Toutes les entreprises avec lesquelles nous avons travaillé savaient combien de devis étaient partis le mois précédent. Aucune ne savait nous dire, sans aller vérifier, ce qu'ils étaient devenus.
Ce n'est pas de la paresse. Celui qui l'a envoyé travaille déjà sur le suivant, et relancer est l'affaire de tous — la méthode la plus sûre pour que ce ne soit l'affaire de personne.
Le moment où le processus disparaît
La plupart des entreprises ont un processus limpide jusqu'au mot « envoyer ». Après, ce n'est plus un processus, c'est un souvenir : une note sur un papier, un drapeau dans la boîte mail, l'intention de rappeler la semaine prochaine.
C'est dans cette faille que part l'essentiel du chiffre d'affaires, et elle n'apparaît nulle part. Une affaire perdue faute de relance ressemble exactement à une affaire qui n'allait pas se faire.
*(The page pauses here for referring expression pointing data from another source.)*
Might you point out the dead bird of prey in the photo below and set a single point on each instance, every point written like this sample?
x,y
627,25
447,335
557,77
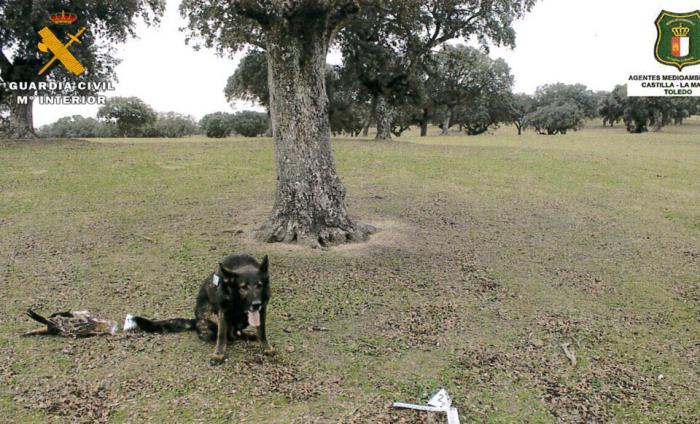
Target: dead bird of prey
x,y
72,324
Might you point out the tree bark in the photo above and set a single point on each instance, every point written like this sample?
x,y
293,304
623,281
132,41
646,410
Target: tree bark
x,y
310,198
385,116
22,119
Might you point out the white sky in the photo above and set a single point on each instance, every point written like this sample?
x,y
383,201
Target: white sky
x,y
595,42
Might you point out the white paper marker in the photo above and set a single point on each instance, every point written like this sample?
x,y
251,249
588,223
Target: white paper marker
x,y
440,402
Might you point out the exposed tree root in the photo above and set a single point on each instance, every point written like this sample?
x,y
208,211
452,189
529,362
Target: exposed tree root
x,y
320,236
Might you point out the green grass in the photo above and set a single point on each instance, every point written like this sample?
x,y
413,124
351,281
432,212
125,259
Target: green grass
x,y
494,251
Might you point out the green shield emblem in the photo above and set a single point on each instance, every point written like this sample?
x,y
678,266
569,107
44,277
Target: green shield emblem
x,y
678,40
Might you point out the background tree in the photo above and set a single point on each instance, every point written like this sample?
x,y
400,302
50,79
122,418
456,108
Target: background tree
x,y
249,123
469,88
573,94
389,40
612,106
109,24
172,125
349,105
75,126
249,81
217,125
131,115
557,118
520,106
309,198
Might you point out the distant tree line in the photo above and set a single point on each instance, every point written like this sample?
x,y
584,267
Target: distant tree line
x,y
132,117
460,87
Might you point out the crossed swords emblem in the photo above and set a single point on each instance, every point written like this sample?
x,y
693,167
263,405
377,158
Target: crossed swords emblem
x,y
49,42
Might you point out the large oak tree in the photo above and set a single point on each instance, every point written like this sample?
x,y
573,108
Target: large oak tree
x,y
295,34
108,23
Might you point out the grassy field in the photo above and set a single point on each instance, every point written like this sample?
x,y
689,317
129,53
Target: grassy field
x,y
494,251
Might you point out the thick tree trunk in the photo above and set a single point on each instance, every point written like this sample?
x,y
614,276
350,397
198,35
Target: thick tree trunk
x,y
22,119
385,116
310,198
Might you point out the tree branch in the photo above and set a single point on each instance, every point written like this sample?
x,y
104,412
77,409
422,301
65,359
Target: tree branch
x,y
251,9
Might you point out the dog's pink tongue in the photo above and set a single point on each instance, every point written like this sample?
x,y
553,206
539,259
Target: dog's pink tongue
x,y
254,318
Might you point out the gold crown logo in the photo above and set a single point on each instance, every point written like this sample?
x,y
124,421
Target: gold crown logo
x,y
63,19
680,31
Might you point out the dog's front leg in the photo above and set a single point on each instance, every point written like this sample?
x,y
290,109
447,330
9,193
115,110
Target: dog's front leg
x,y
221,340
262,336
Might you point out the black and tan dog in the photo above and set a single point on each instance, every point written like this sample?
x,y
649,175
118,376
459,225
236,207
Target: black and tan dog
x,y
229,300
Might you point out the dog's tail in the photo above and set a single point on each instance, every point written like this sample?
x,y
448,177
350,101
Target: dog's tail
x,y
175,325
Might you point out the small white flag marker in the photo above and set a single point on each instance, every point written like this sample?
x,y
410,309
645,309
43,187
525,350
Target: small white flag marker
x,y
440,402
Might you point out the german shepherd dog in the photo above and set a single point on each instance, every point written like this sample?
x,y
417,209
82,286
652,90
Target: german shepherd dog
x,y
233,297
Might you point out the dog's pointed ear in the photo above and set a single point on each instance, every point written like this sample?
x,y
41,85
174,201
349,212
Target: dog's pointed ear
x,y
223,271
263,265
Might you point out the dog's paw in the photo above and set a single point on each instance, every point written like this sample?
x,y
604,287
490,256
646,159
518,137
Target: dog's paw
x,y
217,359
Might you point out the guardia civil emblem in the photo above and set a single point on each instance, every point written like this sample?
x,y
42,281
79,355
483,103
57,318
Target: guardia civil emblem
x,y
678,39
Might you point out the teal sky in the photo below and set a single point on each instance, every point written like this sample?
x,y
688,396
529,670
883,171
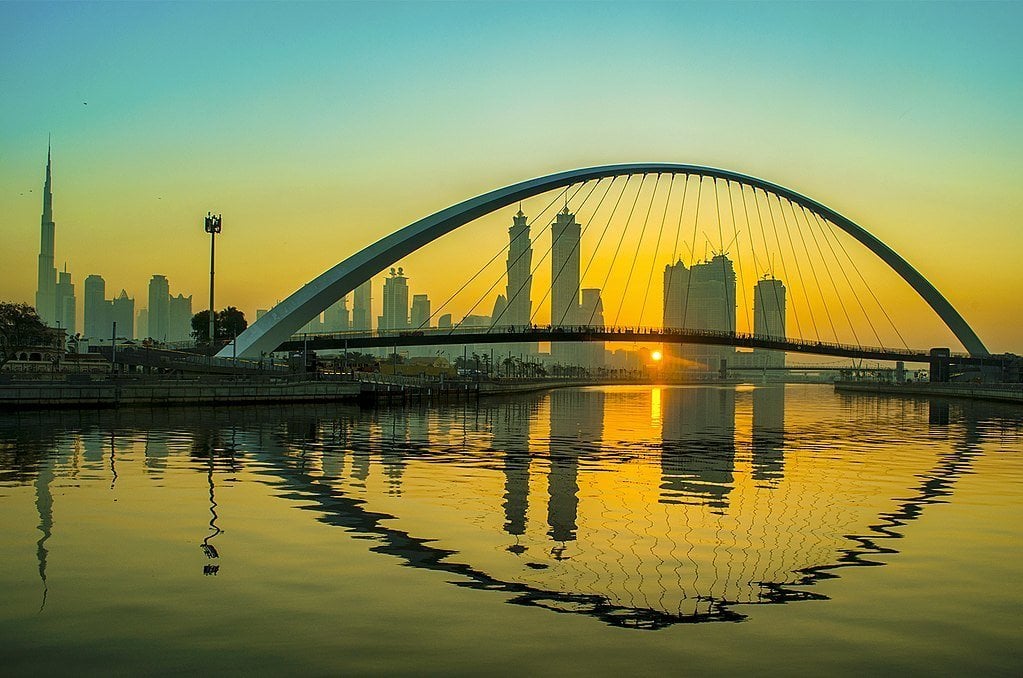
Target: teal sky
x,y
350,120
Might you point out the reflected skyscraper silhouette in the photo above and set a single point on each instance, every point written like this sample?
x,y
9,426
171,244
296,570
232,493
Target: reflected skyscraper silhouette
x,y
510,427
44,508
699,445
768,433
576,420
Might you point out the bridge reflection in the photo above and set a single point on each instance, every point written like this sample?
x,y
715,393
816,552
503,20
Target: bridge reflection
x,y
642,507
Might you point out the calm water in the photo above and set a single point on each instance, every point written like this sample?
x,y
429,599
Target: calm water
x,y
782,530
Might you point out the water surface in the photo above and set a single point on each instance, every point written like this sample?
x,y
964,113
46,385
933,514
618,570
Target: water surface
x,y
784,530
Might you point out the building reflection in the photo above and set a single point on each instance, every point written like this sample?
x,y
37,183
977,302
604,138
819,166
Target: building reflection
x,y
664,532
510,438
768,434
576,419
699,445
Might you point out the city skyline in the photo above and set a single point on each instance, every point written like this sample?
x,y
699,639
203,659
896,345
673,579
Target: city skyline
x,y
153,182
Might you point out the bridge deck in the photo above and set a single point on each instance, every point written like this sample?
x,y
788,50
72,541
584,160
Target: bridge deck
x,y
547,333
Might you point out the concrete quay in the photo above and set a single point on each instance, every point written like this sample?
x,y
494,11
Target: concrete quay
x,y
1006,393
149,392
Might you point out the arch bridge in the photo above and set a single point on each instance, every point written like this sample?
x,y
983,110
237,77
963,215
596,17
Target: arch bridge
x,y
276,328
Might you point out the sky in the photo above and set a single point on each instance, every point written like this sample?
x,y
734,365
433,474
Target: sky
x,y
316,129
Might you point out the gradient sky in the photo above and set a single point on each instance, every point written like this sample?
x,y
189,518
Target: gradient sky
x,y
318,128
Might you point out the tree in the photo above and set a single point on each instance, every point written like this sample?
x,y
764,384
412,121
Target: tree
x,y
20,328
227,324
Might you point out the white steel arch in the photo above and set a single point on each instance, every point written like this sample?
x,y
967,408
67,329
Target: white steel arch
x,y
287,317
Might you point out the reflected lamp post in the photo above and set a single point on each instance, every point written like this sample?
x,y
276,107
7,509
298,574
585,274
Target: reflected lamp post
x,y
212,226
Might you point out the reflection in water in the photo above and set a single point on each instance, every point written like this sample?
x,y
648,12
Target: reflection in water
x,y
576,418
44,506
640,507
699,452
768,433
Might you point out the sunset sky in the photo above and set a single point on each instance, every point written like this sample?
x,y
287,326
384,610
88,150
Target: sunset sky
x,y
315,129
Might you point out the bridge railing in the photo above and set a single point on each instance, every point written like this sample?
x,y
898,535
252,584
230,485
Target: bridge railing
x,y
607,332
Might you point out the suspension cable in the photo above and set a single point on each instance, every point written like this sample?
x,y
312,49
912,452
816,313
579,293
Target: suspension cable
x,y
492,260
799,270
845,274
642,231
820,252
618,247
501,276
592,256
657,247
688,278
739,259
809,261
781,252
674,249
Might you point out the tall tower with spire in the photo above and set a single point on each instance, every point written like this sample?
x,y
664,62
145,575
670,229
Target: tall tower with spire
x,y
46,287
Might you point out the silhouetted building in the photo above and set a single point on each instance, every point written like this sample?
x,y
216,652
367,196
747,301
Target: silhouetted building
x,y
46,305
395,301
160,297
700,298
419,316
519,307
565,258
65,303
179,318
768,319
142,323
96,310
592,314
336,318
123,313
362,307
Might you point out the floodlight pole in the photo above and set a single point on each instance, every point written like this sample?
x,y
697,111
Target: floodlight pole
x,y
212,226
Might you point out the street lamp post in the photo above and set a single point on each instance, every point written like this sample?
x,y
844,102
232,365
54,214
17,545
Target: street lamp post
x,y
212,225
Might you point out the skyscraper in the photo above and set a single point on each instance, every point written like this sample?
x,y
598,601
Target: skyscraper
x,y
520,280
592,314
96,319
362,307
395,301
419,316
46,286
565,258
519,307
179,318
142,323
565,269
67,305
768,319
123,313
160,296
700,298
336,317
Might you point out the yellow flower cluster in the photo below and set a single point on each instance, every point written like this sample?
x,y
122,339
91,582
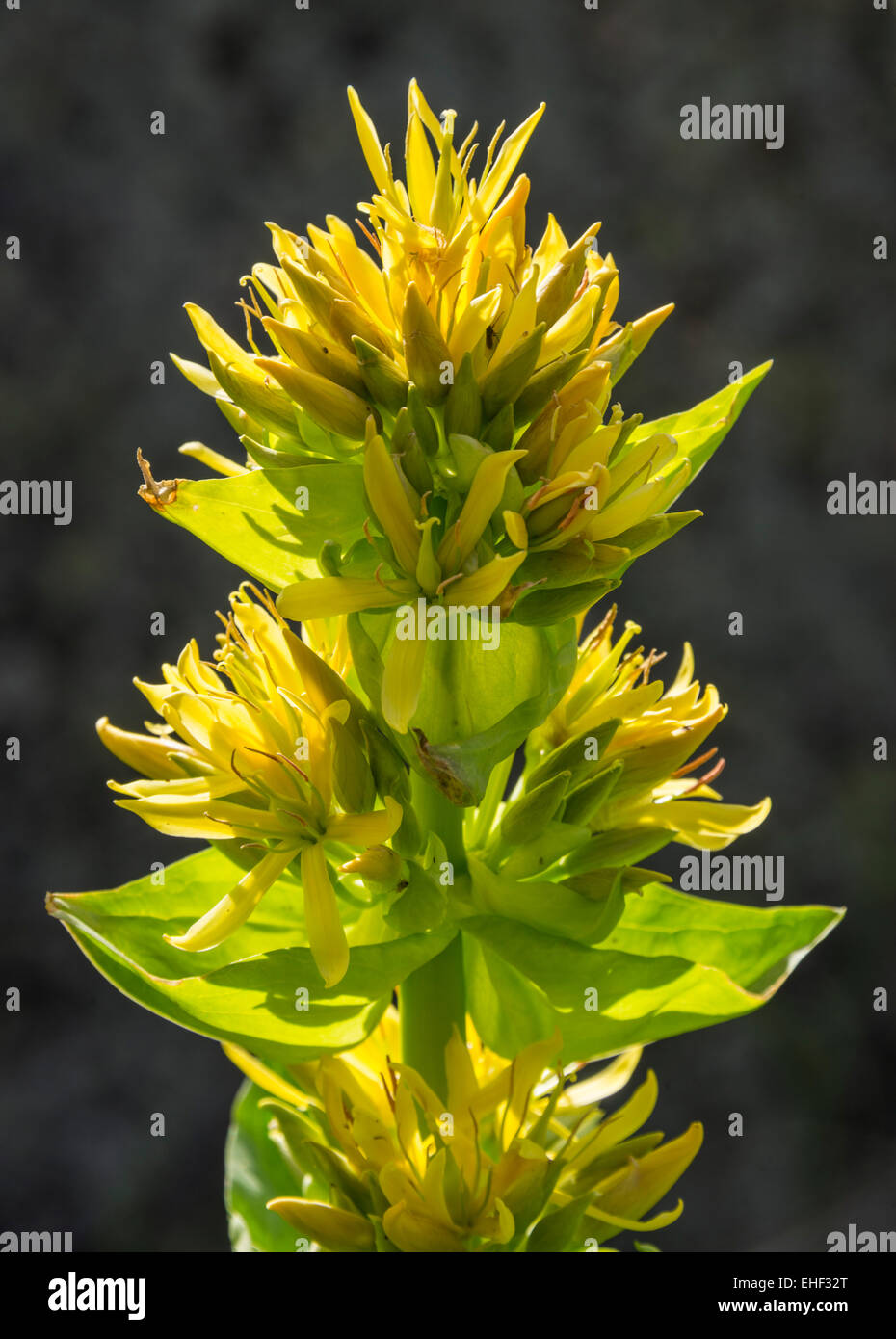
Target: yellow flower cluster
x,y
518,1157
261,748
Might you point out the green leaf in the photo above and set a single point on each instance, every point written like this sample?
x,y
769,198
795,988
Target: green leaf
x,y
700,429
524,982
250,999
549,906
751,944
253,1173
253,521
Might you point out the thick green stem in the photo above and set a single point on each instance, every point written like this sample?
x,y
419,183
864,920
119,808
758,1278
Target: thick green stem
x,y
433,999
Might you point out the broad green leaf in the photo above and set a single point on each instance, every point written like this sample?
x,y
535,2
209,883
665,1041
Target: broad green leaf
x,y
253,999
754,946
253,521
253,1173
700,429
524,982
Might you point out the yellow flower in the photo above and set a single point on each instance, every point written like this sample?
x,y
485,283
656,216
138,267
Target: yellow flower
x,y
261,748
487,1168
463,359
620,757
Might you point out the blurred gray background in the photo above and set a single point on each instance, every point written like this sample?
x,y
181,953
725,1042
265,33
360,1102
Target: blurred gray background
x,y
768,254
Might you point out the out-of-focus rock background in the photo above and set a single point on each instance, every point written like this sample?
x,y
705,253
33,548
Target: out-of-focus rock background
x,y
768,254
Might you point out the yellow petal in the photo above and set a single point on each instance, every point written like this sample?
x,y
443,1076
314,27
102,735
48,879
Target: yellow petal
x,y
402,676
485,584
421,169
390,502
236,906
323,596
496,179
323,924
147,754
415,1233
335,1229
267,1078
484,495
370,829
370,144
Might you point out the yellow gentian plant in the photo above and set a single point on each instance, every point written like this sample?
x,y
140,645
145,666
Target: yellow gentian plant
x,y
435,968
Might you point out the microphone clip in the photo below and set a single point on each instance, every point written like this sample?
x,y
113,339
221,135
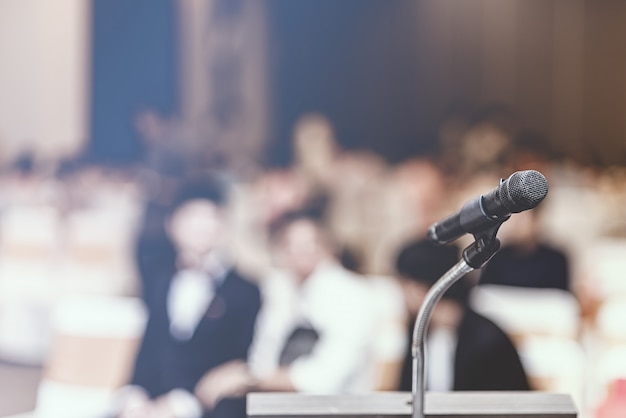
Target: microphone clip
x,y
484,247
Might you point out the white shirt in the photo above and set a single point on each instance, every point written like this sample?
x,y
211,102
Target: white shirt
x,y
440,358
336,303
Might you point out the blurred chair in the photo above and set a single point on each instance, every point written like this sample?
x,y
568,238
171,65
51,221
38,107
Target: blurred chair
x,y
554,364
605,258
94,346
98,257
544,324
525,312
29,246
610,322
389,334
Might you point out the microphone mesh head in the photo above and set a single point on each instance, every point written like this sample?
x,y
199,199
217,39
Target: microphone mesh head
x,y
526,189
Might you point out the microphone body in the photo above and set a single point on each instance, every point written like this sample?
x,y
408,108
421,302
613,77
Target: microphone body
x,y
523,190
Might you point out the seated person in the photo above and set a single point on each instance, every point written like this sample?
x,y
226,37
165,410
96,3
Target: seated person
x,y
313,331
465,351
525,261
201,315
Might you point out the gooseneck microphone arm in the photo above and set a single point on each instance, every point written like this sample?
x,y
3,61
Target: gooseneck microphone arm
x,y
474,256
419,332
482,217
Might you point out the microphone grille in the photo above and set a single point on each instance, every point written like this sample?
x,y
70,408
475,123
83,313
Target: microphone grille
x,y
526,189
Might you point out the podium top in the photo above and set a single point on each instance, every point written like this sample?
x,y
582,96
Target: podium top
x,y
398,405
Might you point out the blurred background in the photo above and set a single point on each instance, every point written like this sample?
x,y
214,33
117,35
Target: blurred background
x,y
392,113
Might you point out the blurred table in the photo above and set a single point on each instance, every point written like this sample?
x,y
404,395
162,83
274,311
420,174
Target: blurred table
x,y
397,404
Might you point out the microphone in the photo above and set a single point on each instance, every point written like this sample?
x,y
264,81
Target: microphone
x,y
523,190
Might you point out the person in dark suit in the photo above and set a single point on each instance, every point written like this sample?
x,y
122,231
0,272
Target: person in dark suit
x,y
525,261
201,315
465,351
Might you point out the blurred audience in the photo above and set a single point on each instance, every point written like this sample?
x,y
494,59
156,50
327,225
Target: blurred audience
x,y
313,331
465,350
322,328
201,314
525,261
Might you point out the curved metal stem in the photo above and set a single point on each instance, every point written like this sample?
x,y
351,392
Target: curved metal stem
x,y
459,270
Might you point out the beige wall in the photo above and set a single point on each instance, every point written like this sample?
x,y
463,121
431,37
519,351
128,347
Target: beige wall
x,y
43,76
560,63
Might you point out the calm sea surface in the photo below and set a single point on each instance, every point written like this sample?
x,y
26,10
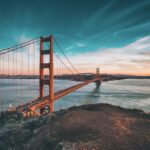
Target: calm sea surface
x,y
129,93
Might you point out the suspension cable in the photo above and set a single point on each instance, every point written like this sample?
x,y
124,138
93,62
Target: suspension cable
x,y
66,56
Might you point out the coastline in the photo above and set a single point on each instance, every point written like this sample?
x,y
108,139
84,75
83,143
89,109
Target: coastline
x,y
97,126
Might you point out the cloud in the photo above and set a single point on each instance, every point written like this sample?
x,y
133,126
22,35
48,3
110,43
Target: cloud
x,y
131,59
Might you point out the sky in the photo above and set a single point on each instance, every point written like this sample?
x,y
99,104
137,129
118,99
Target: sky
x,y
111,34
Ce que nous avons construit, dans un atelier de service après-vente
Une machine arrive en réparation. Au comptoir, un seul formulaire : coordonnées du client, machine, travail à effectuer. À partir de ce formulaire, le système produit le contrat que le client signe — traitement des données et conditions d'intervention —, classe la fiche et programme le rappel de la révision suivante, des mois à l'avance.
Ce rappel, personne n'a besoin d'y penser. Toute l'astuce est là, et elle est bien plus simple qu'il n'y paraît : la relance se crée au moment de la rencontre, pendant que quelqu'un est déjà là, plutôt que plus tard, quand tout le monde est occupé.
Même principe, un autre comptoir
Les contrats d'entretien fonctionnent pareil. Les données de la machine entrent, le prix sort, le contrat est généré prêt à signer, et le client arrive dans le système comme fiche vivante — au lieu d'une feuille dans un tiroir que personne ne rouvrira jusqu'à la prochaine panne.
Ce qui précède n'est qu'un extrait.